Brent bertahan di atas $67 per barel setelah naik hampir 1% pada hari Senin, sementara West Texas Intermediate mencapai $65. Menteri Perdagangan AS Howard Lutnick mengatakan bahwa diskusi dengan pejabat dari Beijing di London telah "berbuah," dan Menteri Keuangan Scott Bessent mengutip "pertemuan yang baik."
Brent telah turun sekitar 10% tahun ini karena kekhawatiran bahwa ketegangan perdagangan global yang terus-menerus akan melemahkan pertumbuhan ekonomi dan menghambat permintaan energi, meskipun kemajuan dalam negosiasi AS-Tiongkok dapat meredakan kekhawatiran tersebut dan meningkatkan aset berisiko. Minyak juga telah terpuruk karena aliansi OPEC+ setuju untuk menambah produksi kembali ke pasar dengan kecepatan yang lebih cepat dari yang diharapkan, memacu perkiraan untuk kelebihan pasokan.
"Minyak mentah telah secara preemptif memperhitungkan keberhasilan dalam pembicaraan dagang AS-Tiongkok," kata Vandana Hari, pendiri Vanda Insights di Singapura. "Kita mungkin tidak akan tahu hasilnya dalam waktu dekat, dan saya perkirakan harga akan bertahan sampai saat itu."
Struktur harga minyak menunjukkan keketatan jangka pendek, meskipun sebaliknya terjadi di masa mendatang. Selisih harga Brent adalah 80 sen per barel dalam backwardation, pola bullish, dengan kontrak terdekat diperdagangkan di atas kontrak berikutnya secara berurutan.
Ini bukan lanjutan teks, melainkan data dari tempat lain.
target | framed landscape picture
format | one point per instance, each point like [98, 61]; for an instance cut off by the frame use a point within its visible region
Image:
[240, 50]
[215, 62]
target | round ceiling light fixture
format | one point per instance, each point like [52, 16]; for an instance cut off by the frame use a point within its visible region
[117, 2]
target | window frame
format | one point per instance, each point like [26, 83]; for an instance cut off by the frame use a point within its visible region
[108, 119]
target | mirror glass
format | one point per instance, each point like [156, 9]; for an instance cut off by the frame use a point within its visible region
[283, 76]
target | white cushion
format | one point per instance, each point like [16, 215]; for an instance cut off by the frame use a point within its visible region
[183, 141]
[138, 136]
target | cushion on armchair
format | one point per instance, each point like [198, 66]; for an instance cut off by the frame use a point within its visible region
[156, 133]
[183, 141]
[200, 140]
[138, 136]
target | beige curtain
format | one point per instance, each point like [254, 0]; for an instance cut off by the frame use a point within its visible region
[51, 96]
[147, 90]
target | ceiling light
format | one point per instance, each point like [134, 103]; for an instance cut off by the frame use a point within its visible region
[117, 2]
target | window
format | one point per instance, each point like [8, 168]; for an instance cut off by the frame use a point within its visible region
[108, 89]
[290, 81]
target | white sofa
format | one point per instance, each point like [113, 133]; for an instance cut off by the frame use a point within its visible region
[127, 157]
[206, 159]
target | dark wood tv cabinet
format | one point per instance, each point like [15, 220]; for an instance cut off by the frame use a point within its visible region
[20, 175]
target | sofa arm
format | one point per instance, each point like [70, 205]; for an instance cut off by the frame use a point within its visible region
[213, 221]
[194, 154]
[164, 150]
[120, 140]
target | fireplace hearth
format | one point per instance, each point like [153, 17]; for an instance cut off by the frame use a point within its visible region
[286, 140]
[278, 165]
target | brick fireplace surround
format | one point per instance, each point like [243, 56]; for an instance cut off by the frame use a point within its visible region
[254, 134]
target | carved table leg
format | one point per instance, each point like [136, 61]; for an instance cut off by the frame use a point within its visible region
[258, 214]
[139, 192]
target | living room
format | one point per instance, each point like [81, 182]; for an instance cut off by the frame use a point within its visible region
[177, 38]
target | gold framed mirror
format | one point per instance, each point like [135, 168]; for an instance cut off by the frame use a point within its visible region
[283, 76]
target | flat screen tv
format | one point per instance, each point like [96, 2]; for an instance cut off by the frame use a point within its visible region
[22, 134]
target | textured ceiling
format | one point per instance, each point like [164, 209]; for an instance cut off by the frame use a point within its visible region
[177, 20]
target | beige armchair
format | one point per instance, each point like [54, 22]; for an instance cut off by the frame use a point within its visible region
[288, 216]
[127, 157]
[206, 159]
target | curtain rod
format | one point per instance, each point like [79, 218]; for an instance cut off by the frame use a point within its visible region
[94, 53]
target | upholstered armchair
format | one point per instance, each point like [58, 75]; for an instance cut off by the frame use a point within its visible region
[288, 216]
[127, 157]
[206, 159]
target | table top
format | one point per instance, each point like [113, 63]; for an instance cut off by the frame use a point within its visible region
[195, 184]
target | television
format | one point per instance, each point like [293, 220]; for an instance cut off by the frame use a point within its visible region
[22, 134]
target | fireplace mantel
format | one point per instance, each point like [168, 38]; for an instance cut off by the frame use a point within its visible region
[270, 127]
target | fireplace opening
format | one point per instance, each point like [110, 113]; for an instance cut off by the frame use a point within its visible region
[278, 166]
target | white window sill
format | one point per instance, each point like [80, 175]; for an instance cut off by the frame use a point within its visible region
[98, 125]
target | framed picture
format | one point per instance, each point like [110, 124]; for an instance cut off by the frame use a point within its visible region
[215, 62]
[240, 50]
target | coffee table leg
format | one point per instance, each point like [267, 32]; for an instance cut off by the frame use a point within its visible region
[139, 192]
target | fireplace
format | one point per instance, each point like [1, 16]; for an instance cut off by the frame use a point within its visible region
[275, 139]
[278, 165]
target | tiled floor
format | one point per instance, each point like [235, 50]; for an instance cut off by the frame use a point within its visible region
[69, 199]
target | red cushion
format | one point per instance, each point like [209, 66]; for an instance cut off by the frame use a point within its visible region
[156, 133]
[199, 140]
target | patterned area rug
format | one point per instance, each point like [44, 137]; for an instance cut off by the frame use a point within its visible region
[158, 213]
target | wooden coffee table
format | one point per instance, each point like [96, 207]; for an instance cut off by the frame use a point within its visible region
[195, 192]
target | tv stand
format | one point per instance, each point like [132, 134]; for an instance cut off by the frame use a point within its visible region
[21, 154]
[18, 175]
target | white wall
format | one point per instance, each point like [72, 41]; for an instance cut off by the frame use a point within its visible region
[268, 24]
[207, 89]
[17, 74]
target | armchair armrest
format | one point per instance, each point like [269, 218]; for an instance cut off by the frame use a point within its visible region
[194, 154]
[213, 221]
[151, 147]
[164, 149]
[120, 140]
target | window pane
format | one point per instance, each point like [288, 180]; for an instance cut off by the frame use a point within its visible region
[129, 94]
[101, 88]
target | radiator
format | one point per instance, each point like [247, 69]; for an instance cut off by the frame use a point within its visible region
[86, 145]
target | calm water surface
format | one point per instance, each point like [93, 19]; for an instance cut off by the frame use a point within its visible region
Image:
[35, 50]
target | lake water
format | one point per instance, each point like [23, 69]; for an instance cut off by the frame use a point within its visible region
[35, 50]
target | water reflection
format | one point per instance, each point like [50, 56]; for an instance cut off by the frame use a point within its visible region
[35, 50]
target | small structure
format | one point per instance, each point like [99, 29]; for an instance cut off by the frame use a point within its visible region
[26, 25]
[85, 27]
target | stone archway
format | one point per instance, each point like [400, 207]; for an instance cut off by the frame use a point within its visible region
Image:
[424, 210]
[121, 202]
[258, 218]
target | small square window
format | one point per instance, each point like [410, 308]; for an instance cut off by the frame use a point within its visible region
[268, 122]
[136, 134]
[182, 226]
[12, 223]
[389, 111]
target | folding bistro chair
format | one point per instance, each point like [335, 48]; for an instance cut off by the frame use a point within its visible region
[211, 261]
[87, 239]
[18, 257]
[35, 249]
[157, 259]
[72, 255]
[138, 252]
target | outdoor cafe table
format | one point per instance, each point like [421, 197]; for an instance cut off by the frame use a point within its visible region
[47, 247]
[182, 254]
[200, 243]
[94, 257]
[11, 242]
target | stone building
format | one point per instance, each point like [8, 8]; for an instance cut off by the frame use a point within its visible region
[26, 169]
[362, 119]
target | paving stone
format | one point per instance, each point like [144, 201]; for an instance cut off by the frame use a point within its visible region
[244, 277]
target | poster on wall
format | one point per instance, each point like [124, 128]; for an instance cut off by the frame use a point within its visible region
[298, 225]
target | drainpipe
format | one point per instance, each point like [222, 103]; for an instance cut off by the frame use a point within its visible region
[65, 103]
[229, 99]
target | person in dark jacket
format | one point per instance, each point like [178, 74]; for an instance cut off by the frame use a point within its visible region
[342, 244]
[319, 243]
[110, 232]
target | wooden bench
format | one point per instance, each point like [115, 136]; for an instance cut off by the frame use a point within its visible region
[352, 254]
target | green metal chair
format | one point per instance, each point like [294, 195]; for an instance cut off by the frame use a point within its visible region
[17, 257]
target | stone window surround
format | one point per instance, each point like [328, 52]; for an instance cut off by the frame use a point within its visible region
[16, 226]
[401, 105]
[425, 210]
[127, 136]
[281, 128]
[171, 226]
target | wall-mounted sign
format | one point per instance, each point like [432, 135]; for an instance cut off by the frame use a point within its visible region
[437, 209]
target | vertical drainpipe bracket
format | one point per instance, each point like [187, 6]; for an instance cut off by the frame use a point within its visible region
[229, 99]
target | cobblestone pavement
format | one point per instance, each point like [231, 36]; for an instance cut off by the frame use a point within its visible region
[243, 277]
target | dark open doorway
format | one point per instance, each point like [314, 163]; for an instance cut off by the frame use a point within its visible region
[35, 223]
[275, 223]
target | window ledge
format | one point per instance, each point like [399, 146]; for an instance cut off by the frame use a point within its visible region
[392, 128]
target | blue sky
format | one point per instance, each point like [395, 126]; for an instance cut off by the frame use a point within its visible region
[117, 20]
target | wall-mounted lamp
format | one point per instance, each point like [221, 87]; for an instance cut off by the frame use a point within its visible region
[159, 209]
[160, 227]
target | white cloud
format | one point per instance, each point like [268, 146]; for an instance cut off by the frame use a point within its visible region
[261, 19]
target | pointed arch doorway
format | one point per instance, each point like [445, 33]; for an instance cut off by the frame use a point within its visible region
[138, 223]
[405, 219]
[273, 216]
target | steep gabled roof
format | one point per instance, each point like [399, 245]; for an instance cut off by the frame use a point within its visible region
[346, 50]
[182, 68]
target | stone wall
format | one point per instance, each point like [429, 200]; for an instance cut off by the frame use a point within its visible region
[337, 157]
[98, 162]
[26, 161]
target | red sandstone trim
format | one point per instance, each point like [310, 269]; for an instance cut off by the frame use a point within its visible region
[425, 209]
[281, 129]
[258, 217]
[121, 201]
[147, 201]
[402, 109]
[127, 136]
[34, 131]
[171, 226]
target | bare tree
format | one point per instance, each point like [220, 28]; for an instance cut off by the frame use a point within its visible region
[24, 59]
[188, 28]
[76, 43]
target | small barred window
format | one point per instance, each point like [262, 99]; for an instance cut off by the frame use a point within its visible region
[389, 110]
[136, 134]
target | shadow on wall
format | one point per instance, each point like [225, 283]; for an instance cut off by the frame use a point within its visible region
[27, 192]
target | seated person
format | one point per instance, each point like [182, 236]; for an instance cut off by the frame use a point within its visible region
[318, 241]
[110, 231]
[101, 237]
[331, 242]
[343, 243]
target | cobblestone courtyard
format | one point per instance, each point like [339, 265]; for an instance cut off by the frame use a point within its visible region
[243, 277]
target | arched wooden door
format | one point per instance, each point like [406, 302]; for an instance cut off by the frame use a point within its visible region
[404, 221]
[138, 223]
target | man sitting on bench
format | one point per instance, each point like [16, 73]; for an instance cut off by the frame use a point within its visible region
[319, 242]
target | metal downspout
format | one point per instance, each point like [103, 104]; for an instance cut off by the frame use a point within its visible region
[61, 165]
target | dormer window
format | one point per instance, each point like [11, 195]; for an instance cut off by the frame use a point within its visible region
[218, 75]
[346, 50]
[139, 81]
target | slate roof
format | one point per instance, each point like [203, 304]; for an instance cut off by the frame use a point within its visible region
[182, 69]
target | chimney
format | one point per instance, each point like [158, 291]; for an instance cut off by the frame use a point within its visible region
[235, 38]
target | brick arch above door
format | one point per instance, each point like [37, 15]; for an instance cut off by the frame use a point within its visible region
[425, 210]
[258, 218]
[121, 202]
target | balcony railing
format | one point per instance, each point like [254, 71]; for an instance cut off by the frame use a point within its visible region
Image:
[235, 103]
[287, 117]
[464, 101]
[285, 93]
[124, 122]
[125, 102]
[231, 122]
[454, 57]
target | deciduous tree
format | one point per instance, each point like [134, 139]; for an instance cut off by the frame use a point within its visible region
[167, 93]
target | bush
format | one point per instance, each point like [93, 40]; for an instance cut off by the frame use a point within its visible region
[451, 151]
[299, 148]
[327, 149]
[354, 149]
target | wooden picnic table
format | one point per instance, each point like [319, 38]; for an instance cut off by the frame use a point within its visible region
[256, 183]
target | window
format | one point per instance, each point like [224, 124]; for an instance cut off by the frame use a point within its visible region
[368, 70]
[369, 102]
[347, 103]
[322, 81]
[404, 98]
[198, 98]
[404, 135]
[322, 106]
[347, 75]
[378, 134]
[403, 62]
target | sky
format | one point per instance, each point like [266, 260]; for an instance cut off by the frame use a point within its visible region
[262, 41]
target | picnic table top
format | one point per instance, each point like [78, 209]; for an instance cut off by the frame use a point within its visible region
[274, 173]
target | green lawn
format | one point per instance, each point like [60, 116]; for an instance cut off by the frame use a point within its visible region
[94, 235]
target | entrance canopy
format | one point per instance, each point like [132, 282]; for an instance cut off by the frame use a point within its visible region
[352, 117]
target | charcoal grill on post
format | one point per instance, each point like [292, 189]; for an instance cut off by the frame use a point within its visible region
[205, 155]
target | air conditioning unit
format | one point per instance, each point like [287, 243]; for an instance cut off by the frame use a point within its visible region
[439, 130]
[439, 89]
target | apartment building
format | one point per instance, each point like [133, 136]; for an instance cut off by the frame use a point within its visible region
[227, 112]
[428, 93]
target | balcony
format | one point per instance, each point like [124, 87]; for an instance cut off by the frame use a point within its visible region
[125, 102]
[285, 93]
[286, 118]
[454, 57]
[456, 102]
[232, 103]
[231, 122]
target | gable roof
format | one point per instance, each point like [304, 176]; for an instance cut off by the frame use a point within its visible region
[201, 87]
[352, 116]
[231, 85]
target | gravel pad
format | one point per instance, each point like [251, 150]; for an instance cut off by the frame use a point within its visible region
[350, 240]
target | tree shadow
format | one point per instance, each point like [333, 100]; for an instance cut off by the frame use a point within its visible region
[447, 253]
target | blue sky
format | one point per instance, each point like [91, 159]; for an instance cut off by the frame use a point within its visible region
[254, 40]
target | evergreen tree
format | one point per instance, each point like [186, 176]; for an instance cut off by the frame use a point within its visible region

Di sisi geopolitik, Presiden Donald Trump menyatakan kekhawatiran bahwa Iran menginginkan terlalu banyak dalam kesepakatan nuklir potensial, termasuk kemampuan untuk memperkaya uranium, yang menurutnya tidak dapat diterima. Jika kedua belah pihak mencapai kesepakatan, Washington mungkin dapat melonggarkan sanksi atas aliran minyak mentah Teheran. Trump mengatakan akan ada pertemuan lain pada hari Kamis dengan negosiator Iran.
Brent untuk pengiriman bulan Agustus naik 0,2% menjadi $67,15 per barel pada pukul 8:25 pagi waktu Singapura.
WTI untuk pengiriman bulan Juli naik 0,2% menjadi $65,42 per barel.